В горле пересохло. Слишком много. Много слёз, крови, смертей. Пожаров, мук, неволи. Горя. В те четыре года, когда прошли по Руси два Батыева похода. И последующего пол-тысячелетия. Когда раз за разом приходили рати. Неврюева, Дедюнёва, Тохтомышева… ордынцы, ногайцы, крымчаки…
— Андрюша! Так — на века! Всяк кто не так — смерть. Всё, что хорошее есть — отдай. Из года в год, из колена в колено, из века в век. Народ… Люди вот в этом… с рождения и до смерти. Плёточка ханская… с рождения до смерти. «С отцов-прадедов». Другого… не только сделать — помыслить не с чего. «Все так живут», «на то — воля божья»… Ведь скажут так! Ты ж ведь людей знаешь — ведь будет так! Ещё и с радостью. С умилением и восхвалением. Что церковь твоя… как сарай ободранный. Хорошо — не спалили.
Андрей неотрывно, «всасывая» взглядом, смотрел на меня. Ему, человеку с огромным воинским опытом, повоевавшим почти по всей Руси, эти картинки — встающие по горизонту дымы пожарищ, брошенные, ободранные до исподнего, порубленные тела мужчин, женщин, детей, ужас нашествия и запустение разорения… — хорошо знакомы.
Он и сам так делал. Война — последовательность применяемых технологических операций. Война… она — нейтральна. Хорошей или плохой она делается человеком. «Справедливой», «священной», «освободительной»… или — наоборот.

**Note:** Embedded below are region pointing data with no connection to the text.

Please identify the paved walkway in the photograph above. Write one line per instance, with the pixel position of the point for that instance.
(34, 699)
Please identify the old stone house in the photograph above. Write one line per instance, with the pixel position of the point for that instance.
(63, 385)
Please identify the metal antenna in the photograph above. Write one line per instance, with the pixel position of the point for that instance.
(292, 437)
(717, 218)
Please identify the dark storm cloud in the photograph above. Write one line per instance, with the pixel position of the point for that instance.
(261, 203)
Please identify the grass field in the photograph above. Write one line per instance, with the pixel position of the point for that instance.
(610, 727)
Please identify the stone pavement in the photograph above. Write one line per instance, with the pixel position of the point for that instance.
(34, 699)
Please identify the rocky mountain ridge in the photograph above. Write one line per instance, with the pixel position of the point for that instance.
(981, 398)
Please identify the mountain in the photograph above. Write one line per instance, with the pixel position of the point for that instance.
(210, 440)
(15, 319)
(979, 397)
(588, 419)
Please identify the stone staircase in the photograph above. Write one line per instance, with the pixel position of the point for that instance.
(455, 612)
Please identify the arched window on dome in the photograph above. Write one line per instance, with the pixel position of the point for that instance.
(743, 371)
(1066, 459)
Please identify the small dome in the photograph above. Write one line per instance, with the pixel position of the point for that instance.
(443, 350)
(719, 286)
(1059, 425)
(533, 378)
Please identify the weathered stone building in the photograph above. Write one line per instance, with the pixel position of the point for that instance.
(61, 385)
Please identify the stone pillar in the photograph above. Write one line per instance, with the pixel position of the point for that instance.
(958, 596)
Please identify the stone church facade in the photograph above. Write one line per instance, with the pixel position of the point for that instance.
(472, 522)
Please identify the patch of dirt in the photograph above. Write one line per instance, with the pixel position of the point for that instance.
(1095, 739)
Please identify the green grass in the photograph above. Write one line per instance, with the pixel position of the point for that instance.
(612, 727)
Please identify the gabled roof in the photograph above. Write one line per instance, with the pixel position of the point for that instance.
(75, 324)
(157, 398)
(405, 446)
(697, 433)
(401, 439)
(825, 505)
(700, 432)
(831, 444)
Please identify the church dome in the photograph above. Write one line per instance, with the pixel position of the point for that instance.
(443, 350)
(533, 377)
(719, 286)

Смотря по тому, на какой стороне ты оказался.
Боголюбский как-то… встряхнулся. Отгоняя видения, собственные воспоминания. Отгораживаясь от меня, от затягивающего потока общих эмоций. Зло, саркастически бросил:
— Ну, молодец, ну напугал. А делать-то чего? Как такой беды-напасти избежать? Подскажи, дитятко, подскажи, плешивое, что твоя головёнка блестящая… в некоторых местах… замыслила-напридумала?

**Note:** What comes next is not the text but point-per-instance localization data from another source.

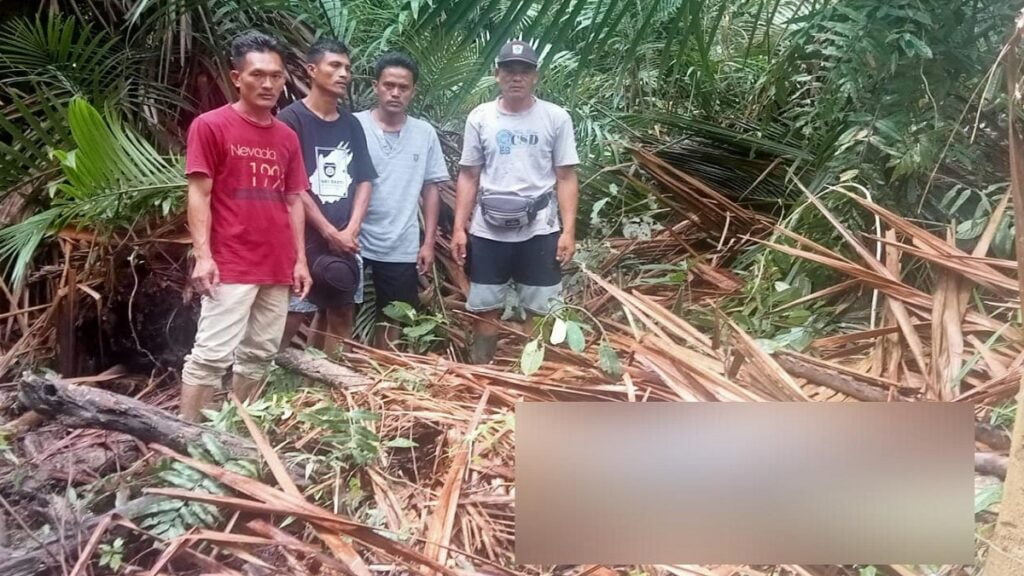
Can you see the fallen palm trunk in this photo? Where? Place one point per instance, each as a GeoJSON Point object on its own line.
{"type": "Point", "coordinates": [82, 407]}
{"type": "Point", "coordinates": [36, 559]}
{"type": "Point", "coordinates": [321, 369]}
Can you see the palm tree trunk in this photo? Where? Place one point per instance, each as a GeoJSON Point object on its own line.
{"type": "Point", "coordinates": [1006, 554]}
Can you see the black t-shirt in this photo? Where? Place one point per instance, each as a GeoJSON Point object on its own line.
{"type": "Point", "coordinates": [336, 158]}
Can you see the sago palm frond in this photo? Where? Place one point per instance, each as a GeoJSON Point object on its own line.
{"type": "Point", "coordinates": [112, 180]}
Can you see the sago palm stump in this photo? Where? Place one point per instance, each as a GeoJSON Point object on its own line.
{"type": "Point", "coordinates": [85, 407]}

Опять. Как на совете перед штурмом Янина. Им мало указать на проблему. Они хотят сразу услышать и предложения по реализации решения. При общении с русскими князьями нужно чётче прорабатывать вопрос. Подготавливать как для Политбюро. До уровня проекта детального постановления. Иначе… если реализация выглядит неудовлетворительной, то и сама проблема считается ложной.
«Если проблема имеет решение — волноваться не о чём. Если не имеет — волноваться бессмысленно. В этом дуализме весь принцип пофигизма».